So how does the Nevada Department of Transportation (NDOT) manage to misplace $25 million of taxpayer money and just keep on rolling down the road like nothing happened?

The 2024 Legislative Counsel Bureau Audit (Report LA-26-02) revealed massive problems with NDOT’s finances, including millions of dollars that simply cannot be explained. State auditors dug into NDOT’s finances and found major problems – and here’s the kicker: this isn’t the first time.

This comes on top of a 2014 Nevada DOT audit (Report LA-14-23) that already warned about major weaknesses in the agency’s systems, especially in IT and accounting. The state knew a decade ago this agency had holes big enough to drive a semi-truck through.

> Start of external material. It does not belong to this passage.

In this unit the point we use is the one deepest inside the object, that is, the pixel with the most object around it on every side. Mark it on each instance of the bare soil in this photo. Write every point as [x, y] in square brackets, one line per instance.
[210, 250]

Instead of fixing the problem, NDOT allowed it to grow worse.

 

Why the Nevada DOT Scandal Matters

That missing $25 million isn’t just numbers on paper. It could have been used for:

  • Repaving miles of Nevada highways
  • Installing guardrails and safety barriers
  • Expanding lanes to cut traffic congestion

Instead, it’s gone – lost to bad management, sloppy accounting, or possibly outright fraud.

When the Nevada DOT mishandles taxpayer money, it directly impacts Nevada drivers, families, and businesses who rely on safe, well-maintained roads.

 

Nevada Leadership Refuses to Act

The NDOT Board of Directors is chaired by Governor Joe Lombardo and includes Lt. Governor Stavros Anthony and State Controller Andy Mathews. These are the people with the power to demand accountability.

They had the chance to put the Nevada DOT audit findings on the board’s April 14, 2024 agenda. They refused. No discussion. No transparency. Instead of demanding accountability for the missing millions, Nevada’s top leaders chose silence.

That silence leaves Nevadans asking: Why protect NDOT when taxpayers are being shortchanged?

 

A Pattern of Waste, Fraud, and Abuse

This is not the first time NDOT has been caught. The 2014 Nevada DOT audit warned about poor IT controls and bad accounting practices. Fast-forward ten years, and the problems are bigger than ever.

If this were a private business, heads would roll. Employees would be fired. Some might even be facing legal consequences. But in government, the cycle of failure gets rewarded. Instead of accountability, there’s cover-up and protection.

Private businesses don’t survive when millions vanish from their books. But in government, failure often gets brushed aside. That’s why waste and fraud continue.

 

Critics vs. Taxpayers

NDOT defenders say the missing money is just “accounting errors” that will eventually be reconciled, but Nevadans know better. If the state can’t say where the $25 million is today, that means the money isn’t there.

If your bank lost $25,000 and told you, “Don’t worry, your money’s probably somewhere,” would you accept that? Of course not. But that’s exactly the excuse taxpayers are being fed when it comes to NDOT’s missing millions.

 

Time for Transparency and Accountability

This Nevada DOT audit report is a giant red flag. The question now is whether our elected leaders will actually do something about it. Real accountability would mean:

  • A full investigation into where the $25 million went.
  • Accountability for NDOT Director Tracy Larkin Thomason.
  • Independent oversight to prevent this from happening again.

Without those steps, the missing money becomes just another case of government corruption quietly swept under the rug.

 

Nevada Taxpayers Deserve the Truth

This scandal is about more than $25 million. It’s about trust.

If NDOT can’t manage taxpayer money, how can Nevadans trust them with billions in future highway funds?

Nevada families live within their means. State government should do the same. Until NDOT explains the missing millions, Nevadans should keep demanding answers.